Researchers have demonstrated that screening of genetically susceptible infants can lead to the diagnosis of celiac disease at a very early age.
The collaborative group (physicians from the University of Colorado School of Medicine in collaboration with an international team) studied 6,403 children with specific genetic markers from birth to identify the factors involved in the development of both celiac disease and type 1 diabetes. The children are from the United States, Finland, Germany and Sweden and are part of The Environmental Determinants of Diabetes in the Young (TEDDY) study. Interestingly, the study also found that Swedish residents had a higher risk for celiac disease than their European neighbors in Finland and Germany, and a nearly two-fold higher risk of celiac disease than their U.S. counterparts, despite sharing the same high-risk celiac genes.
Celiac disease is an autoimmune disease that damages the small intestine and interferes with absorption of nutrients from food. It can sometimes develop silently, leading to long-term medical complications if left untreated. People who have celiac disease cannot tolerate gluten, a protein in wheat, rye, and barley. Gluten is found mainly in foods but may also be found in everyday products such as medicines, vitamins, and lip balms.
Edwin Liu, MD, associate professor of pediatrics at the University of Colorado School of Medicine and lead author of the study, said the findings are significant because it will help determine when screening should begin in at-risk children. In addition, it will allow the group to explore factors that may be causing Swedish children to develop celiac disease at a higher rate than other countries.
"The findings in this report set the stage for the study of complex relationships between genetic, environmental and gestational factors that may play a role in the development of celiac disease in early childhood," said Liu, who is the Taplin Endowed Chair for Celiac Disease and director of the Colorado Center for Celiac Disease at Children's Hospital Colorado.
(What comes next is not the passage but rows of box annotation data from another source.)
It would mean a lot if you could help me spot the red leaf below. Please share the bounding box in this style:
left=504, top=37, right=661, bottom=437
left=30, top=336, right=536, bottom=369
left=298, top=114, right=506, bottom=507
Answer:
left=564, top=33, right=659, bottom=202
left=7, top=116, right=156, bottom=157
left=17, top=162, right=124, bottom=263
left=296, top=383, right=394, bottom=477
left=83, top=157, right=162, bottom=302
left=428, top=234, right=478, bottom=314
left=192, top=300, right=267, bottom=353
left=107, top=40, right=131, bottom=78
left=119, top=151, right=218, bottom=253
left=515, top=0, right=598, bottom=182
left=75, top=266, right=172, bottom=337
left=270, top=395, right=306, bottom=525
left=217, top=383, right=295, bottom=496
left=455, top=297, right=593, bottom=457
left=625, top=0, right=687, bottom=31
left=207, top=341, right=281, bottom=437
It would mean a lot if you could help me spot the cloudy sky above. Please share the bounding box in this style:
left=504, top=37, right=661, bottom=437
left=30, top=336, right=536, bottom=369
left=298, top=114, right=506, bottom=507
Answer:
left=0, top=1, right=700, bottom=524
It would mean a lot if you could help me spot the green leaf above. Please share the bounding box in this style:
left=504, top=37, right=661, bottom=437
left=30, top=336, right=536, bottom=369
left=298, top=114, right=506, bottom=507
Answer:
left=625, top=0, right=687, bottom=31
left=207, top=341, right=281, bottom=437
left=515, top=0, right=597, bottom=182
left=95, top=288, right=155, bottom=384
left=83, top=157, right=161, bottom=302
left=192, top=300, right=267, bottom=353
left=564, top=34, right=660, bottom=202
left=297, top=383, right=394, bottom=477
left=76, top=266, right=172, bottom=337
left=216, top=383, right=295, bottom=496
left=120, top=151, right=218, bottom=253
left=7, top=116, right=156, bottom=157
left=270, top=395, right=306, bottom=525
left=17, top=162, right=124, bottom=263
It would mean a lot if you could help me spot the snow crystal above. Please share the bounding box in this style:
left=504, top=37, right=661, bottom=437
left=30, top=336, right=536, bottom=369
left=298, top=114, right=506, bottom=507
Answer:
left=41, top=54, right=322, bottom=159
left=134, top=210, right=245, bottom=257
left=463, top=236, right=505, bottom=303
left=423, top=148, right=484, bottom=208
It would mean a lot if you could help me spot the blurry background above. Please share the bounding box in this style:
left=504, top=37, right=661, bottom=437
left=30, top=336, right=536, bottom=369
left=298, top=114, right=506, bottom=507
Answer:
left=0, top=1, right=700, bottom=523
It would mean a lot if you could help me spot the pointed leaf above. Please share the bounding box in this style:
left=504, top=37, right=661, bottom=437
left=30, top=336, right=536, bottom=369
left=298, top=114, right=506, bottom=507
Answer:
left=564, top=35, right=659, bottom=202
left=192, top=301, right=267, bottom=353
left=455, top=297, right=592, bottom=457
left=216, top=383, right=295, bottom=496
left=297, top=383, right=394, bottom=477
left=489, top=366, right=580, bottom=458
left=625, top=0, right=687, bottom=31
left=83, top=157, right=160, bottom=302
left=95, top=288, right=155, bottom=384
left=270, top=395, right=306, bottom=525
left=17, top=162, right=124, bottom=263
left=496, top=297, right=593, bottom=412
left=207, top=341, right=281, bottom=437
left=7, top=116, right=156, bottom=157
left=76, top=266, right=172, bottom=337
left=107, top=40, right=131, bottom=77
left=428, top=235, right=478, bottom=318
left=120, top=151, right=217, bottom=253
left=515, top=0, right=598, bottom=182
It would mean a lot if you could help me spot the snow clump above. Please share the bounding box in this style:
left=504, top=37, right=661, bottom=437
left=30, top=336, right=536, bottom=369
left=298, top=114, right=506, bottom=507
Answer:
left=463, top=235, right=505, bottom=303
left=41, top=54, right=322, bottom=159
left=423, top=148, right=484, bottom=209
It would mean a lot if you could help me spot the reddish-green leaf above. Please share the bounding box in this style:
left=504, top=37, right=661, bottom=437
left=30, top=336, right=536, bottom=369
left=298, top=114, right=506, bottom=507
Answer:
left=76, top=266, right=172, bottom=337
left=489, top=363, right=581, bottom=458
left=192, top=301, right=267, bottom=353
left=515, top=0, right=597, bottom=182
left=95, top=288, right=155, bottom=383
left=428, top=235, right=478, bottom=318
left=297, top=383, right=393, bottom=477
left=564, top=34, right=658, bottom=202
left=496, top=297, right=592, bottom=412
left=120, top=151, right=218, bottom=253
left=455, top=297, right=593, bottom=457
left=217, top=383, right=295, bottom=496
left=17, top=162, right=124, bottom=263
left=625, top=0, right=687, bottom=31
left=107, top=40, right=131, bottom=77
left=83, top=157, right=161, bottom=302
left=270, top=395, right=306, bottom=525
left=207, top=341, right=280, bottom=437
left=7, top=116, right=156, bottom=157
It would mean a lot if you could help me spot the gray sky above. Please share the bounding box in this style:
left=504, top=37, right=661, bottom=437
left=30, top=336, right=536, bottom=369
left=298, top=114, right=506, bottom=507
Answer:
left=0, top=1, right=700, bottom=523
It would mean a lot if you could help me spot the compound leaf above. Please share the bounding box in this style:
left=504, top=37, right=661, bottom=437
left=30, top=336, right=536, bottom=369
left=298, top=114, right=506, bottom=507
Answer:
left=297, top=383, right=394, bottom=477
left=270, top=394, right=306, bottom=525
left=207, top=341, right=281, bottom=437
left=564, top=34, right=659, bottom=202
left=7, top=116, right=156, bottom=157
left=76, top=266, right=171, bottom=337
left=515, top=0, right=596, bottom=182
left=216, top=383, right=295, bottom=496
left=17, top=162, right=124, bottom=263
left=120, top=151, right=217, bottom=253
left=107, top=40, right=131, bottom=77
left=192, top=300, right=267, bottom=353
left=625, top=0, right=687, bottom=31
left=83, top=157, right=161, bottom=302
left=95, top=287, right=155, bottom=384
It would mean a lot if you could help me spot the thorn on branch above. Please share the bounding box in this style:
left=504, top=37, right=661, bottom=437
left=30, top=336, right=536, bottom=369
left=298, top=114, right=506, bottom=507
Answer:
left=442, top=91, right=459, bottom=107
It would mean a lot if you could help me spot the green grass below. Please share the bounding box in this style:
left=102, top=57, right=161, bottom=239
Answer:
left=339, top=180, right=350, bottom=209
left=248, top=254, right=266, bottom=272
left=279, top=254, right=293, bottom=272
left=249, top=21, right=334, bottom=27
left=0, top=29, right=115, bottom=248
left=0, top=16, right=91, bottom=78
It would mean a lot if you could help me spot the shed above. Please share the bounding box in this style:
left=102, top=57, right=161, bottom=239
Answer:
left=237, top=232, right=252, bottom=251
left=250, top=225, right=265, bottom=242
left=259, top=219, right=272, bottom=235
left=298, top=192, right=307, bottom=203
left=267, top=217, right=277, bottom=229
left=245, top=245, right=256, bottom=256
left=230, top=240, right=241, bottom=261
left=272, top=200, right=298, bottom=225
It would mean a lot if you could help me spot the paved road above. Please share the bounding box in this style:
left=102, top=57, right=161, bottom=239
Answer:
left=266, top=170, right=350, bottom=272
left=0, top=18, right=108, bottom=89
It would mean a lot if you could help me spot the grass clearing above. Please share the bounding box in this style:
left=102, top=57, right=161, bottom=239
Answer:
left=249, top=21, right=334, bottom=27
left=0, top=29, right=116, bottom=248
Marian Rewers, MD, PhD, the principal investigator of TEDDY, and the late George Eisenbarth, MD, PhD, both from the Barbara Davis Center for Childhood Diabetes, are co-authors of the study. The senior author and leader of the Celiac Disease Committee within TEDDY is Daniel Agardh, MD, PhD, from Lund University in Sweden. Other contributors to the study are from the University of South Florida, the Pacific Northwest Diabetes Research Institute in Seattle, Ludwig-Maximilians-University in Germany, the University of Bristol in the United Kingdom, Dresden University in Germany, the University of Turku in Finland and members of the TEDDY Study Group.
The primary goal of TEDDY is to find the causes of type 1 diabetes and celiac disease. TEDDY has screened more than 425,000 infants who are at high risk for type 1 diabetes, eventually following the health of 8,677 children among more than 20,000 eligible to participate. Because the major genetic factors that confer risk for type 1 diabetes are shared by celiac disease, researchers are evaluating this group for development of celiac disease.